Sesame Workshop sued STX last week, taking issue with the tagline for the trailer, alleging that the trailer “tarnishes” the Sesame brand.

“Sesame seeks to enjoin Defendants’ deliberate effort to appropriate its SESAME STREET mark, and its trusted brand and goodwill, to promote their R-rated movie, The Happytime Murders, by way of a violent and sexually-explicit trailer. SESAME STREET is a registered trademark of Sesame, an organization with a long and storied history of ‘helping kids grow smarter, stronger and kinder,’” the suit read. “Defendants’ widely-distributed marketing campaign features a just-released trailer with explicit, profane, drug-using, misogynistic, violent, copulating, and even ejaculating puppets, along with the tagline ‘NO SESAME. ALL STREET.’ Defendants do not own, control or have any right to use the SESAME STREET mark. Instead, they are distributing a trailer that deliberately confuses consumers into mistakenly believing that Sesame is associated with, has allowed, or has even endorsed or produced the movie and tarnishes Sesame’s brand.”

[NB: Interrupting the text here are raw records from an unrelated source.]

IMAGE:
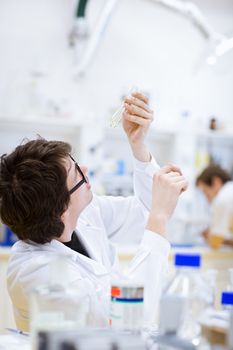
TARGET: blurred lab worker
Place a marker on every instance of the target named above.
(217, 186)
(46, 199)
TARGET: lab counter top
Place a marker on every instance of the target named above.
(126, 253)
(220, 260)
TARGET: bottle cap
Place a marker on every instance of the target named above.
(192, 260)
(227, 298)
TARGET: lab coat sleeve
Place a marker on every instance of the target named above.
(125, 218)
(150, 266)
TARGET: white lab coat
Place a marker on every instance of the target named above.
(221, 212)
(105, 217)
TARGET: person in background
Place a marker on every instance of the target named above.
(217, 186)
(46, 199)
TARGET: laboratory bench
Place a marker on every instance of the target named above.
(221, 260)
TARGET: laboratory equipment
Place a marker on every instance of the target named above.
(227, 303)
(230, 285)
(98, 339)
(117, 116)
(126, 307)
(190, 284)
(58, 305)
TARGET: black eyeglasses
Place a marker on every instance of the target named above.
(81, 182)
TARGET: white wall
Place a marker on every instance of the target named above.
(144, 44)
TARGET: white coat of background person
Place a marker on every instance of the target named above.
(98, 218)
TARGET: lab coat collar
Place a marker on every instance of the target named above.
(57, 247)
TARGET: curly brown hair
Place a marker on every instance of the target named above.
(33, 189)
(210, 172)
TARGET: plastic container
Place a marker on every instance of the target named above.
(126, 307)
(57, 305)
(227, 304)
(189, 284)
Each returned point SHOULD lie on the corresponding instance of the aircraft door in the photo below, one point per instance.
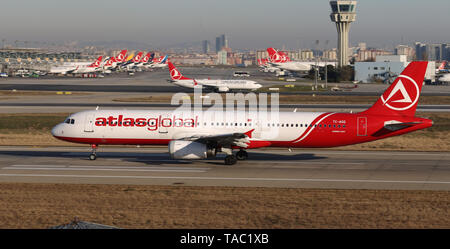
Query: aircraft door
(362, 126)
(166, 122)
(89, 123)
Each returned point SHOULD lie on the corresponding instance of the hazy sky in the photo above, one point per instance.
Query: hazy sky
(247, 23)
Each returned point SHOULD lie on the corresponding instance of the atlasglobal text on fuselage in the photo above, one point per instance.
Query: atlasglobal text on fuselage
(201, 135)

However, the New York Daily News reported that Judge Vernon Broderick said that the tagline actually distinguished the upcoming film from Sesame Street in a “humorous, pithy way.”

TheWrap has reached out to Sesame Workshop for a statement on the judge’s decision.

According to a description of the film, “The Happytime Murders” involves “the puppet cast of an ’80s children’s TV show” that “begins to get murdered one by one,” prompting “a disgraced LAPD detective-turned-private eye puppet to take on the case. It is directed by Muppets creator Jim Henson’s son Brian Henson, and counts The Jim Henson Company’s alternative banner Henson Alternative among its producers.

In a statement to TheWrap on Wednesday, STX’s representative in the matter, Fred, Esq. — who, we will remind readers, is a puppet — said that the company is “obviously very pleased” with the ruling.

“We fluffing love Sesame Street and we’re obviously very pleased that the ruling reinforced what STX’s intention was from the very beginning — to honor the heritage of The Jim Henson Company’s previous award-winning creations while drawing a clear distinction between any Muppets or Sesame Street characters and the new world Brian Henson and team created,” Fred said. “We believe we accomplished that with the very straightforward NO SESAME, ALL STREET tagline. We look forward to continued happytimes as we prepare to release Happytime Murders this summer.”